In these moments, the text portrays Antipas as a character in the foreground.
Immediately thereafter, however, GMatt depicts Jesus traveling on the outskirts
of Galilee as if trying to avoid Antipas’s jurisdiction.[10]
Thus, like Herod and John, Antipas becomes most impactful as an unseen
historical presence; his unstated reach reflected in Jesus’s itinerary between
GMatt 14 and 19.[11] Finally,
consider Pontius Pilate. Although the magistrate’s personal agency is clearly
pivotal at the climax of GMatt’s drama (27:11-26), Pilate ultimately declares
himself to have no choice (27:24) before condemning Jesus to his famous and
ultimate fate (27:26). As any educated audience knows in advance, the
historical fact of the crucifixion is the author’s pre-ordained denoument.[12]
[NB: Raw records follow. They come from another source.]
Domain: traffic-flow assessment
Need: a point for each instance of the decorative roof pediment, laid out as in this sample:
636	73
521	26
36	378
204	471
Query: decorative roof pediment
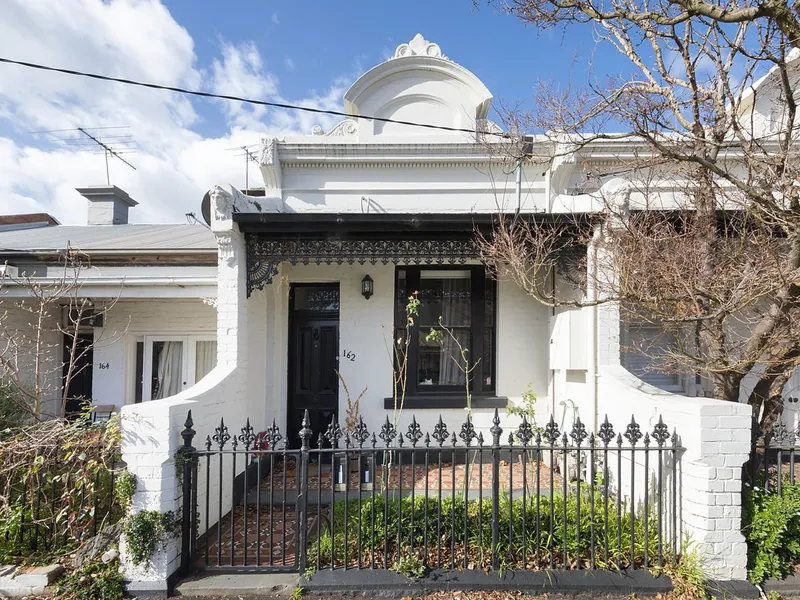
418	84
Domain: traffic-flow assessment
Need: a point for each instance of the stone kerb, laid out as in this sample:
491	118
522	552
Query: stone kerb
716	438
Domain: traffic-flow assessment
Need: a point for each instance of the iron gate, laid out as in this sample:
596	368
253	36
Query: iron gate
528	498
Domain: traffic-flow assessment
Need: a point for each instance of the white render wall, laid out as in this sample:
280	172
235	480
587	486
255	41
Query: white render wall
365	329
234	390
113	376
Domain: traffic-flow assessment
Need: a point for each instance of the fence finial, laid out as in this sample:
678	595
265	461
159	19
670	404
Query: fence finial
496	430
305	431
188	433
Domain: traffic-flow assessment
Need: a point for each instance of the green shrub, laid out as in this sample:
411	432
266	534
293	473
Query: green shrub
457	519
147	530
771	525
94	581
56	487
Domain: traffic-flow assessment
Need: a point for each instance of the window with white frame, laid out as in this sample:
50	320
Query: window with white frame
643	348
168	364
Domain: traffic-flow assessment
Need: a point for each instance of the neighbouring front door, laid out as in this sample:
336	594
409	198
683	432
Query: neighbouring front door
313	357
80	375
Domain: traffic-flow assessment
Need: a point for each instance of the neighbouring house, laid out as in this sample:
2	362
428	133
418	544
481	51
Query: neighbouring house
254	318
150	330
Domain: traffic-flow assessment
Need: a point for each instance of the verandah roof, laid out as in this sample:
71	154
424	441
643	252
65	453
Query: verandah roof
328	238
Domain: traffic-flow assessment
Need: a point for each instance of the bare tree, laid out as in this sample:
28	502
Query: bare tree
40	353
699	188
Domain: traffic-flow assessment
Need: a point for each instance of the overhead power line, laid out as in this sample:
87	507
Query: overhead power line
169	88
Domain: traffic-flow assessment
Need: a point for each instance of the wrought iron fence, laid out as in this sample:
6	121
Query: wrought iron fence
775	458
528	498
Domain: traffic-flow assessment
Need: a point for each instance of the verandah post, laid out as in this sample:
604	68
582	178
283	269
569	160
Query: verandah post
186	454
496	432
302	499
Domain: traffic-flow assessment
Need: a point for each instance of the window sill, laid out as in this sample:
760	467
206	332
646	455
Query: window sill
419	401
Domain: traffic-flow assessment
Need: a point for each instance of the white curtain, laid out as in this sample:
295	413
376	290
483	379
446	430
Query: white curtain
206	359
455	310
170	370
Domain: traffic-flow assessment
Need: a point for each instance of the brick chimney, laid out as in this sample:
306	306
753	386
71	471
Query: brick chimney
108	205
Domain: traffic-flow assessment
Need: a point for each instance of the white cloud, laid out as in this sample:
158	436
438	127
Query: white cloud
138	39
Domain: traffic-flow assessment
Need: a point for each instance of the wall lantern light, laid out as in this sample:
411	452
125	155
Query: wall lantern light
367	287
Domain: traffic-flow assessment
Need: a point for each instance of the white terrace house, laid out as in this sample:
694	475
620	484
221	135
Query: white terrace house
313	276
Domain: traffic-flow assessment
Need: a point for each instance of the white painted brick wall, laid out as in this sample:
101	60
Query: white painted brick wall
716	436
151	430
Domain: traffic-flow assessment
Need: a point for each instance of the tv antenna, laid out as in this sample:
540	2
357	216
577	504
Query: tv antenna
248	157
93	140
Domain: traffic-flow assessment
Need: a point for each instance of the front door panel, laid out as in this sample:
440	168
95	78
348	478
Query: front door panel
313	361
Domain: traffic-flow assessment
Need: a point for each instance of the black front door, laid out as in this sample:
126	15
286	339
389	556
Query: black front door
80	384
313	358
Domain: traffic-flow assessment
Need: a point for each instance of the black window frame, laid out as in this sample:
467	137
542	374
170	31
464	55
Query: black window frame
483	395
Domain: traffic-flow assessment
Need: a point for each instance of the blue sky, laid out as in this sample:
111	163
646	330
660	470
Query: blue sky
311	43
306	52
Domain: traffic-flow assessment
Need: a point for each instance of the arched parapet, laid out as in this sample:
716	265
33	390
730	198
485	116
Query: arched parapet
418	84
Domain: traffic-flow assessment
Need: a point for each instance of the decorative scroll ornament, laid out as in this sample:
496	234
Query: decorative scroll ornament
388	432
467	431
633	433
248	435
551	431
334	433
264	254
346	127
606	432
578	432
495	429
360	433
660	432
419	46
440	432
273	435
525	432
221	435
414	433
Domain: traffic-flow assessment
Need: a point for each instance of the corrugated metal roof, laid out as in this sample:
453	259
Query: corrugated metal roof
94	238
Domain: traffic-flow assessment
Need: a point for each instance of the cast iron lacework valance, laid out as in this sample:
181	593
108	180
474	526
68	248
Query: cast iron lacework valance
265	255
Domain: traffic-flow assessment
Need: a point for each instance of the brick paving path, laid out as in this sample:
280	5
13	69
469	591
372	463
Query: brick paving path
273	537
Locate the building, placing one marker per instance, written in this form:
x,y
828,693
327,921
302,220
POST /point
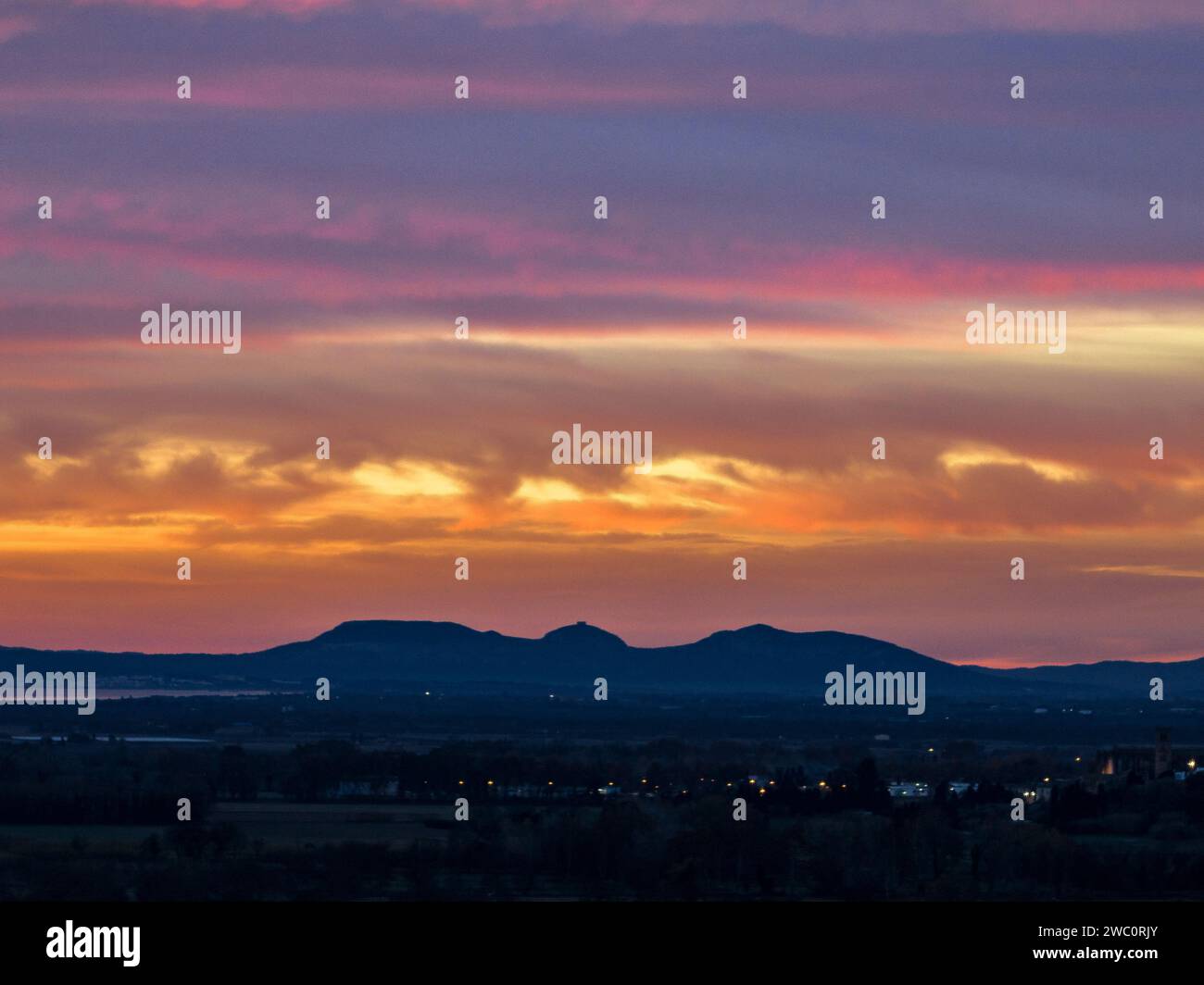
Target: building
x,y
1148,764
Thus, Pilate’s hand washing moves him from foreground to background, his final
effect upon Jesus becoming every bit as cruel, as impersonal, as unalterable as
Tolstoy’s Napoleon or Titanic’s iceberg.
In all these examples we find a wide variety of temporal constructions, all by the same writer, within the same work, with presentations of historical figures that alternately do or do not adhere to the classic model, a la Lukács and Dalley. Nevertheless, as often as the Gospel mentions a historical figure merely to provide background context, or when that figure indirectly impacts or restricts the narrative options of the foregrounded characters, then in those cases the classic model of historical fiction can direct our interpretive efforts to understand the text as a narratological hybrid. In those passages, we can observe foregrounded story dynamics being determined by powerful forces in the narrative background. In each case, the story’s protagonists have their options severely curtailed by famous historical actions, such as Herod dying, John preaching, Antipas executing, and Pilate crucifying. Those events in GMatt qualify as background context because they are either framed as historical context by the narrator or recognized as “historical” by a knowing audience, or both. Lots of people were impacted by Herod’s death, by John’s preaching, by John’s beheading, and by the power of Roman magistrates to execute condemned persons, but in each case the Gospel evokes these famous events to show how each one affects the story of Jesus in a more specific way. What these hybrid narrative/history moments provide for the text of GMatt is the opportunity to tell a story about how our protagonist pushed forward in his endeavors, responding heroically as necessary to each historical challenge as it arose. The alternate model (Herod and the Magi, John and his doubt, Antipas and Salome, Pilate and his wife) allows the implied author of GMatt to explore those characters and situations in interesting ways. The classic model (or should I say the natural pattern of storytelling which happens to align with the classic model) allows an author different opportunities. Either pattern of storytelling can be put to different rhetorical and narratological purposes, and it seems clear the text of GMatt presents us with examples of both storytelling patterns at different points along the way.
I contend that the classic model best explains what we find in the micronarrative at GMatt 2:22, which clearly relies on Herod’s death and Archelaus’s accession as the fixed points of Judea history to which Joseph and Mary must respond. In addition, as I argue in section 2.4 below, the text further evokes and relies upon audience knowledge about a third major historical occurrence, namely Augustus’s decision to separate the Herodian territories. However, before I can show how the narrative does this, we must first establish a base of historical knowledge for the given historical period. As promised above, for the sake of this reader response exercise, I now present the shared view of selected historians about the transition after king Herod’s death. For the inevitable critic who winds up disagreeing when I defend this select view in due course, I submit for the moment that any given history can illustrate how to read in historical context, as per the paradigm detailed above, and that task remains the primary goal of this chapter.